Business are enjoying a data revolution

The sheer volume of data being collected from Internet of Things devices has skyrocketed in recent years, and sophisticated artificial intelligence and machine learning tools are able to extract valuable information that would otherwise go unnoticed. However, this glut of data has raised a critical question: How important is the quality of the data being collected?

Artificial intelligence and machine learning can provide remarkable insight. However, AI can’t distinguish between good data and bad data on its own, and the algorithms powering AI can only assume the data being analyzed is reliable. Bad data, at best, will produce results that aren’t actionable or insightful. But there’s an even bigger concern: Bad data can lead to results that are misleading. In addition to the time and money wasted analyzing bad data, AI systems can encourage a company to take steps that are even more wasteful.

Martha Bennett at Forrester believes deriving meaningful insights from data is key to staying competitive.

One concern that often arises in statistics is erroneous signals. A small bias in a sensor, for example, can cause AI systems to see an effect that isn’t real. The likelihood of a system picking up on an errant signal rises with the volume of data collected; a tiny bias in a sample is far more likely to be noticed by AI when using the volume of data common with today’s machine learning systems. Even data of reasonably high quality can lead to erroneous results, potentially leading companies down an unproductive path. This is part of the reason why data scientists are in such high demand. Their ability to implement the right algorithms is clearly important, but it also takes human judgment to make sense of the results AI systems produce. Determining whether a signal is a real effect can be a challenging task.

The power of machine learning is largely due to its ability to learn on its own. In order to get started, however, ML systems need to be trained with a set of data, and this data set needs to be of especially high quality, as even small problems can spoil the algorithms from the beginning. ML often works best when it’s left alone; tweaking the results manually can introduce bias and other problems. However, it’s important to carefully note how the ML system was trained and what data set was used. If problems arise later on, being able to examine the original data can be essential.

Relying on AI is important for a growing number of businesses. However, it can be tempting to use AI when it’s not the appropriate choice. In some situations, there simply isn’t enough high-quality data for systems to analyze, yet people often feel tempted to use AI systems anyway. Before launching an AI project, it’s important to examine the data itself and determine if quality results are even possible. AI systems all have their limitations, and none are able to make up for a lack of good data to analyze. Again, human expertise is essential. Data scientists and other statistics experts know how to examine data and find out what type of analysis is appropriate.

In general, more data leads to better results. Eventually, however, there comes a point where no additional data is needed as the data set is already broad enough to get the most out of AI and ML systems. It can be easy to fail to recognize when there’s no need to gather additional data due to the low cost of data storage and processing power. Over time, however, costs can creep up and eventually become less sustainable.
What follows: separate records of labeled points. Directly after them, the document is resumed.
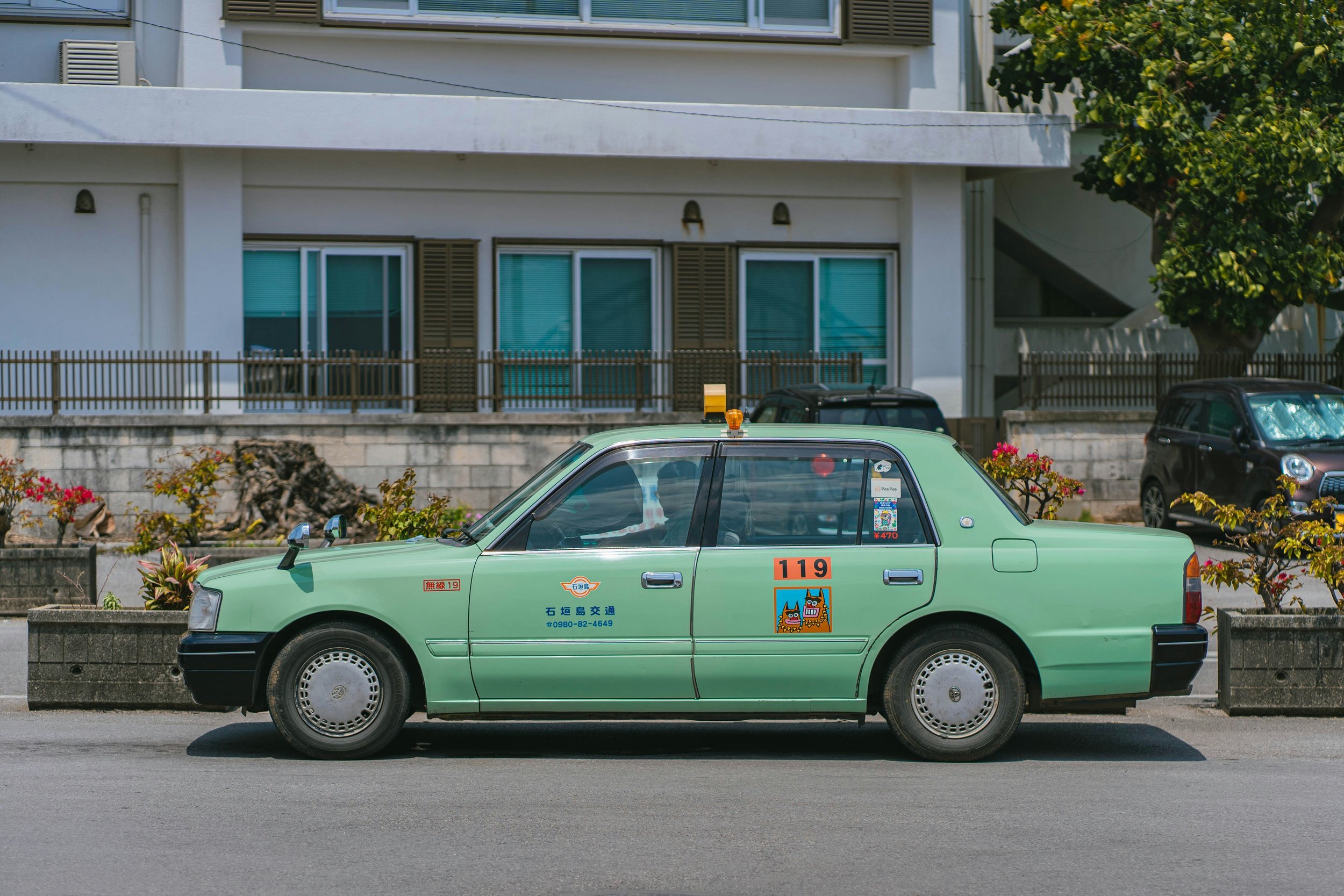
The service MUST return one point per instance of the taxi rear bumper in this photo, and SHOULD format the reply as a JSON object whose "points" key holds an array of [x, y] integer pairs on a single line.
{"points": [[224, 669], [1179, 652]]}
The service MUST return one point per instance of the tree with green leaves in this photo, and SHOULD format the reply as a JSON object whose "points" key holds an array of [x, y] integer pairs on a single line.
{"points": [[1221, 123]]}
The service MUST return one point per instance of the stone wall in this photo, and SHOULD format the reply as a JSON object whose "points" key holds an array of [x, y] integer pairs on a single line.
{"points": [[35, 577], [477, 458], [1104, 449]]}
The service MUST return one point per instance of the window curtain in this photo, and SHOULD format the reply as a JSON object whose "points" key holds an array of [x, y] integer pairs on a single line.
{"points": [[355, 289], [270, 302], [797, 12], [537, 315], [854, 311], [616, 300], [778, 297], [504, 7], [710, 11]]}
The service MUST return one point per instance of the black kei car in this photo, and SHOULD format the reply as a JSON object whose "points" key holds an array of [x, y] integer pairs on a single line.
{"points": [[851, 404], [1234, 437]]}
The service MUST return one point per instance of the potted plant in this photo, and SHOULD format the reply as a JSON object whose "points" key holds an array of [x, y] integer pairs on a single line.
{"points": [[1281, 657], [84, 657], [34, 575]]}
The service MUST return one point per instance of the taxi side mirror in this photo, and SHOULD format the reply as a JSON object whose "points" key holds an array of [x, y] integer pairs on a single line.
{"points": [[334, 529], [297, 540]]}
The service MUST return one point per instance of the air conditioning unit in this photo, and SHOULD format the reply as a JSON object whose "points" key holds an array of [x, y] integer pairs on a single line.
{"points": [[98, 62]]}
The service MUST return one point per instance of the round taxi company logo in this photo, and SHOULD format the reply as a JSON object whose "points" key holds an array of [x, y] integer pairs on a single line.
{"points": [[580, 586]]}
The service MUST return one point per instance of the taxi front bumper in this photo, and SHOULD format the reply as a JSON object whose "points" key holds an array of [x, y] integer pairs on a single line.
{"points": [[224, 669]]}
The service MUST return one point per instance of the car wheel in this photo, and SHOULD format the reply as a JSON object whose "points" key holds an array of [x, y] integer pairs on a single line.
{"points": [[955, 693], [339, 691], [1155, 508]]}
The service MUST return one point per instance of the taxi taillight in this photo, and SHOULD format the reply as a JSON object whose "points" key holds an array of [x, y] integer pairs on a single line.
{"points": [[1194, 591]]}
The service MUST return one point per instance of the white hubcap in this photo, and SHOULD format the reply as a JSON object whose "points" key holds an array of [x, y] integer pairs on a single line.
{"points": [[339, 693], [955, 695]]}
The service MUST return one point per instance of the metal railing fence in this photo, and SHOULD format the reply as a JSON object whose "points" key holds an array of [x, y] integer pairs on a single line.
{"points": [[1101, 381], [439, 381]]}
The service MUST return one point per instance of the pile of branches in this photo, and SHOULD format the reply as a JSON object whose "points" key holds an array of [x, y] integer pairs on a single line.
{"points": [[281, 484]]}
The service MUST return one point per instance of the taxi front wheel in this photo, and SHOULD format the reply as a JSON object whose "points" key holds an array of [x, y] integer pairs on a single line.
{"points": [[955, 693], [339, 691]]}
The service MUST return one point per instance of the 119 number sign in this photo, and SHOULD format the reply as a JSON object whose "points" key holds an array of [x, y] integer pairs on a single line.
{"points": [[802, 569]]}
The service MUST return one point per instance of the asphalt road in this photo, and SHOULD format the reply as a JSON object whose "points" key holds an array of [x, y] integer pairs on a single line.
{"points": [[1166, 801]]}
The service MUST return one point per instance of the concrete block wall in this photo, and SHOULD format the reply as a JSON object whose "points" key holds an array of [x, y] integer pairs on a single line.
{"points": [[476, 458], [37, 577], [1103, 449]]}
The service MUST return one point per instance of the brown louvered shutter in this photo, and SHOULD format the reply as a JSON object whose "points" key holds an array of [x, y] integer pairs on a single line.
{"points": [[909, 22], [445, 323], [705, 321], [278, 10]]}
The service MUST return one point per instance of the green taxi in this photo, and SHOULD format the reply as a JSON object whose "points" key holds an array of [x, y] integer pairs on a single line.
{"points": [[713, 571]]}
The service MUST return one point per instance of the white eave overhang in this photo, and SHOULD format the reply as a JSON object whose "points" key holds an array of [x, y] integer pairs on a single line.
{"points": [[420, 123]]}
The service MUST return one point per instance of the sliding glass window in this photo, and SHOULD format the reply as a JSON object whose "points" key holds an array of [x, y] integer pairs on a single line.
{"points": [[738, 15], [800, 303], [323, 302], [577, 323]]}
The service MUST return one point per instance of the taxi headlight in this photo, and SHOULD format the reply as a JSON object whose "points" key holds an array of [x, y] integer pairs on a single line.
{"points": [[1297, 467], [205, 610]]}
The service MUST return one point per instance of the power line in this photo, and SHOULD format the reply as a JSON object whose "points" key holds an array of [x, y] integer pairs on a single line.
{"points": [[527, 96]]}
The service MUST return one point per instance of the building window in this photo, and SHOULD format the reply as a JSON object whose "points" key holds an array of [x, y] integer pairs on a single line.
{"points": [[741, 15], [816, 303], [555, 303], [85, 9], [326, 299]]}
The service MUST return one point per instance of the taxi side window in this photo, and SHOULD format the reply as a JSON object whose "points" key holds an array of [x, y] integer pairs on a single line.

This problem is also exacerbated by cloud storage, which makes acquiring storage space only a few clicks away. Before feeding more data into AI and ML systems, organizations should take time to determine all of the associated costs and ask whether doing so is worthwhile. If AI and ML systems are already fully saturated with data, it may make more sense to cut back instead of expand.

Data is driving today’s tech fields, and there’s no sign of this trend slowing down in the near future. However, it’s important to use the right tools when analyzing data to make the most of it, as misusing data can be wasteful or even dangerous. Before feeding more and more data to AI and ML systems, take some time to determine if there are ways to improve overall quality. A bit of data quality improvement can go a long way toward making the most of AI and ML systems.